On Spiffard's entrance, the old man accosted him cheerfully,
with, “Well, my young friend! Where have you been? I have
not seen you to-day.”

“The morning was occupied in attempting to meet Captain
Smith.”

Cooke's face assumed that peculiar expression of archness
which none can realize who have not seen him on or off the
stage, and holding his head somewhat down, he turned up his
eyes, somewhat as he used when he repeated, “do you think
I didn't know you?” A look which none who saw it can forget.
“So—so—you did not meet him.”

The veteran felt himself bound not to “peach,” as Hilson
had termed it. This look might have excited suspicion in
any but the straight-forward Vermonter.

“Captain Smith dissapointed you.”

“Yes. After all the parade of demanding an apology,
and pretension to honour, he did not keep his appointment.”

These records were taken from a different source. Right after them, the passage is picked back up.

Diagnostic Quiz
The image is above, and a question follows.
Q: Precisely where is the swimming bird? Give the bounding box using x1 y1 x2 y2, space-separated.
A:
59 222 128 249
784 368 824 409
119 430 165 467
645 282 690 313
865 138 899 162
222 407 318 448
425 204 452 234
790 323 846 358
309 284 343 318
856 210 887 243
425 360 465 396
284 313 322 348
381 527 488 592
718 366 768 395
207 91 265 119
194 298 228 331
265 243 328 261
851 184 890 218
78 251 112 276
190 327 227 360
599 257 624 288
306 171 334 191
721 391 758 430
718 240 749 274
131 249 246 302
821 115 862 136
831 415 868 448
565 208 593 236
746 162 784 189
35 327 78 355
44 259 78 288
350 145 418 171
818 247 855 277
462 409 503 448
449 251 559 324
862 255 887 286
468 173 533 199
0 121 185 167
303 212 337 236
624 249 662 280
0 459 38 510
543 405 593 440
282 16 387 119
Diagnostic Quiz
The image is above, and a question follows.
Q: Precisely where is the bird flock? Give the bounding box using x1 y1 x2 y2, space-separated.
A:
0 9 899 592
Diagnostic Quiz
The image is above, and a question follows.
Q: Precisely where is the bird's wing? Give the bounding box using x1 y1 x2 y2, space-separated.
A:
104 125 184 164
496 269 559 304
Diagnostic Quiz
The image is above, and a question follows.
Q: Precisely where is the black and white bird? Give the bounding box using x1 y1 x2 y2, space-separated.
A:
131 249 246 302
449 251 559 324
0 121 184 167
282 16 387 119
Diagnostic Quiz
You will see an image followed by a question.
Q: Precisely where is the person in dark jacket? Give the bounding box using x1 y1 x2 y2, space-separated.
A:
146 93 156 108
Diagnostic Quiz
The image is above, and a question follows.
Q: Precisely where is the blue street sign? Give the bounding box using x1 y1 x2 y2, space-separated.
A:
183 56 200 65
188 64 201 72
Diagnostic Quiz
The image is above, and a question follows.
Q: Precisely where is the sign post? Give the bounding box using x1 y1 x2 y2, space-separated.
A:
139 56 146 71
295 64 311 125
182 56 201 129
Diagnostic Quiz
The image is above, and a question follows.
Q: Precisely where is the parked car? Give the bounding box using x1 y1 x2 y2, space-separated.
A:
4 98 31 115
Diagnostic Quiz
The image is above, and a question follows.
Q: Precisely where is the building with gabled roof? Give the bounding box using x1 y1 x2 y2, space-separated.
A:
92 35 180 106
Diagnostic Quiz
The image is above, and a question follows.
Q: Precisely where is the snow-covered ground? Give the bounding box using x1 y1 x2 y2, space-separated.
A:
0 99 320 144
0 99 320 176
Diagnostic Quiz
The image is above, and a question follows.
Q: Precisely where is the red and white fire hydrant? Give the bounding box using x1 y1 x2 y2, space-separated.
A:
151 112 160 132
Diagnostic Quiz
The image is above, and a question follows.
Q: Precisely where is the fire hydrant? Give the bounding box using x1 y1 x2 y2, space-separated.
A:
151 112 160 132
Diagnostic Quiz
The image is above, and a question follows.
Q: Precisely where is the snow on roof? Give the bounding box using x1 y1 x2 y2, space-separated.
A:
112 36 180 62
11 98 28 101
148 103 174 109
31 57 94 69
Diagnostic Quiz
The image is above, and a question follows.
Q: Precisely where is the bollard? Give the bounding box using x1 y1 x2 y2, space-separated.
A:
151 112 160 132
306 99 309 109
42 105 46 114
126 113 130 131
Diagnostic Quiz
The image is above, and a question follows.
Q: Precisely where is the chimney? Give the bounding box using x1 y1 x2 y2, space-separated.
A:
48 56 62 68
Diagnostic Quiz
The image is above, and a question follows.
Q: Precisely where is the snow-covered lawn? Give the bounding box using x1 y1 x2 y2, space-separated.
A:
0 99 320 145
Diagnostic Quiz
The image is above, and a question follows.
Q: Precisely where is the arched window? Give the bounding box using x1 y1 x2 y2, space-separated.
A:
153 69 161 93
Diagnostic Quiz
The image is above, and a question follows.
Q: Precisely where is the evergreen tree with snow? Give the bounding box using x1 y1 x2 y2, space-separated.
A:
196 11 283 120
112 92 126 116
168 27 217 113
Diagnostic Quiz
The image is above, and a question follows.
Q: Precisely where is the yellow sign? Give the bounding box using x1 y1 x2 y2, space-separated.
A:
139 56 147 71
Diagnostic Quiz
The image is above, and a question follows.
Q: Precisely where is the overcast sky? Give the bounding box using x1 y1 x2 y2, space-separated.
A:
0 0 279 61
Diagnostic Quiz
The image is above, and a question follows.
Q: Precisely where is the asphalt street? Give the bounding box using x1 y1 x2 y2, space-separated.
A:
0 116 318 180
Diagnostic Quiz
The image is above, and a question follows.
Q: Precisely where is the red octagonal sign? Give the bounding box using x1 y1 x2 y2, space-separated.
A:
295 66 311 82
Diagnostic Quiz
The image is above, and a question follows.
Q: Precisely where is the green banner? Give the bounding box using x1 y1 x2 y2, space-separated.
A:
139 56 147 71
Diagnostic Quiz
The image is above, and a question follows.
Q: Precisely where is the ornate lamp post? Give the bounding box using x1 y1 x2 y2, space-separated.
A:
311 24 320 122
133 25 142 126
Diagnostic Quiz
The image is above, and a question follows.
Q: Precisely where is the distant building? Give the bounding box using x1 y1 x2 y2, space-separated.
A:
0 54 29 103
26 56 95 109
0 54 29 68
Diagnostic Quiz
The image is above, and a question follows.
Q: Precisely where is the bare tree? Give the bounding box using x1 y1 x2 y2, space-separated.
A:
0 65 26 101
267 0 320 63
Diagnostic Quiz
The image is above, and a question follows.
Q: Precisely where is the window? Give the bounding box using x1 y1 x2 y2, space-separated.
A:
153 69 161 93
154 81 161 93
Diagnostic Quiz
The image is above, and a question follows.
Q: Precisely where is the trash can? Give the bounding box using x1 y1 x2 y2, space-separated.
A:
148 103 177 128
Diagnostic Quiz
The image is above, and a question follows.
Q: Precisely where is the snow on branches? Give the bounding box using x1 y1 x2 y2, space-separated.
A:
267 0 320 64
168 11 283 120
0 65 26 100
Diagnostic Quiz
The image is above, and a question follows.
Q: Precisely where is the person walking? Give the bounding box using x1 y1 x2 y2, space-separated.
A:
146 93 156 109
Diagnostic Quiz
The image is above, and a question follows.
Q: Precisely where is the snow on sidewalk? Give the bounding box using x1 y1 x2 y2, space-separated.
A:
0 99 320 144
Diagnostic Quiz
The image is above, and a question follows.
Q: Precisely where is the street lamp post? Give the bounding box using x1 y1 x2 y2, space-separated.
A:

“Then you—you know nothing of Captain Smith?”

“Only as the fellow who abused Mrs. Spiffard when she
was playing Lady Macbeth.”

“I remember—you mean the blackguard you were obliged
to reprimand for disturbing the audience by his impertinence.”

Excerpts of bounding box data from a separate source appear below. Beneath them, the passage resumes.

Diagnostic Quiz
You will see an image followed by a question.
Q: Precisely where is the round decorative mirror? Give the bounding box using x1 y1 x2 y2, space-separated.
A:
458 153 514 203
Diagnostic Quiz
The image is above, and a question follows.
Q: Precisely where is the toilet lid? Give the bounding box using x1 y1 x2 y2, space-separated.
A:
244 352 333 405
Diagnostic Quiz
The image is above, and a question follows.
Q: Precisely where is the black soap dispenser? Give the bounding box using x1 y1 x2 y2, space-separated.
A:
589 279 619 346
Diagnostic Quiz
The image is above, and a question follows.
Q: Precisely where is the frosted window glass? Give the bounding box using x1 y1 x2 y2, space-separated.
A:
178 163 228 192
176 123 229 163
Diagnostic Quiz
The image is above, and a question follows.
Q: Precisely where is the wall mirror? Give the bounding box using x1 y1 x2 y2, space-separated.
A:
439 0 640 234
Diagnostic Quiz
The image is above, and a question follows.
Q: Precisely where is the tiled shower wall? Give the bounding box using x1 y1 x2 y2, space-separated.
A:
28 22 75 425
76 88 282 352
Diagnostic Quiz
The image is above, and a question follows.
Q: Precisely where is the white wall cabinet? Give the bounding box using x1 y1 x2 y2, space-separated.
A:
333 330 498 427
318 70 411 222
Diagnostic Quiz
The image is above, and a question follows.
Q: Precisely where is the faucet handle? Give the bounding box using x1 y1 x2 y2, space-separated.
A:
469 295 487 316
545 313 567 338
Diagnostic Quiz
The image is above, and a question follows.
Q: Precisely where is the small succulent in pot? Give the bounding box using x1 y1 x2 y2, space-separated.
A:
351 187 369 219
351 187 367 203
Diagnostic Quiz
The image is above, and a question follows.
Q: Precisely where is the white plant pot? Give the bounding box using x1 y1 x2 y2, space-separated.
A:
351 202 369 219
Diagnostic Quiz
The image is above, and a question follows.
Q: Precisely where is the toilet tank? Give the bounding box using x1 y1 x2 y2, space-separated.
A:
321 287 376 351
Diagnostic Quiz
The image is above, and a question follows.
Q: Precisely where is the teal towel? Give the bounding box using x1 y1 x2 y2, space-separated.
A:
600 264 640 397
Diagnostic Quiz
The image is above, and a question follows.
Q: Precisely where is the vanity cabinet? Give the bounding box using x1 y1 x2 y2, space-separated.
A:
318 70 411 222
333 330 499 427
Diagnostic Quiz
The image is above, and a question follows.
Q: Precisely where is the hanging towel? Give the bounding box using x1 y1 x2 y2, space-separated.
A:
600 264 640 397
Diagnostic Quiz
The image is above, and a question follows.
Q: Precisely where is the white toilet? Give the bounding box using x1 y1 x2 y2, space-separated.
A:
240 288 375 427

“He turns out to be a gentleman—or at least pretends to
demand an apology from me.”

“But you told me,” said Cooke, wishing to give a hint,
“you told me that both the fellows were in pea-jackets or
dread-naughts—or some such apparel—and were as rough in
appearance as in manners.”

“So they were. But Cooper says that might be disguise:
an appearance and manner assumed in sport. And Allen says
that Captain Smith is a gentleman commanding a fine ship,
and a man of honour. And Cooper, you know—”

“O, yes, Tom is up to all that. But it's all over now.
You got rid of the affair!”

“He did not make his appearance.”

“So. I supposed as much.”

“Why?—You do not know him?”

“No.—Upon my word I do not. No more than if he never
had existence. And you found no traces of him at the place
he appointed? No Captain Smith was to be heard of.”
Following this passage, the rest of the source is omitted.